Your local writers group has already used you…”ha-ha, made you join didn’t we?” So why not use it - to the fullest?  It’s not just a place to socialize, it’s a way to glom onto the tools and techniques that will improve anything you write.

I don’t care how far along you are in the craft of writing, there are lessons to be learned and relearned. No one’s writing is that sanctified that it can’t benefit from your local group’s collective critical eye.

For instance: punctuation - are you really sure you are using those devlish little marks correctly? Get out your STRUNK AND WHITE and review it. Then listen to what the group members have to say about the last piece of work you’ve presented. Who’s right? Maybe they’ve come up with a sharper app. of the rules.

And, oh yeah: structure. Ouch!… So many presentations have I heard all muddied up with run-on ideas, non-sequitors, and just plan nonsense. I’m talking about CLARITY. Is the scene set clearly? Does the reader instantly recognize what is happening and who it is happening to? Think filmic - if it were a movie, what would it look and sound like? Think in scenes; each scene being a little slice of movement toward an ordered, ULTIMATE objective.

OBJECTIVE: Each scene then, should have a REASON for existing. Why does the reader need to see this scene? The characters in it? Do you need more than two characters in a scene? Sure, you might have forty people in a scene - if they are relegated quietly to the background as scenery. But, even so,  only a few key characters (and the fewer the better) will be up front talking, arguing, or conducting the mayhem.

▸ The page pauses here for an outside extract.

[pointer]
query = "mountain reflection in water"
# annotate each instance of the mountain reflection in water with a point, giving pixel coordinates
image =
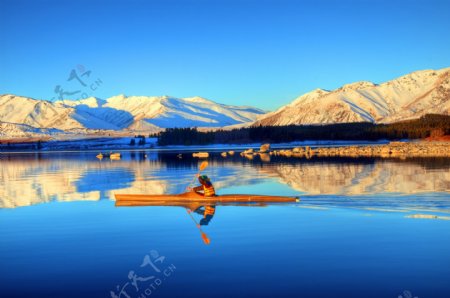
(28, 179)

KISS rules: Keep-It-Simple-Stupid! Have you got six characters trying to converse all at once? Get rid of them and pare it down to two, or three at the most. Amazing how it will clarify what you are presenting to the group. Have you got too much going on in one scene? Cut it down until exactly what is happening becomes CRYSTAL CLEAR to your group readers. You can’t get applause for your work, after reading it out loud, if the group has been distracted in a struggle to understand it.

POV: Point of View. Pay some real attention to who you are focusing your readers on, and how. Is this a first-person narrative all the way through? Or will you, perhaps, have an omniscient narrrator setting scenes - then allowing the main characters, in turn, to present the various scenes from their personal POV? Are you using so-called “FLY ON THE WALL” technique, where the entire scene is described as though you were there, overhearing the dialogue and at the same time describing what you see happening as the scene progresses. If you haven’t deeply studied POV, you must do so. It’s vital to the  presentation of your writing.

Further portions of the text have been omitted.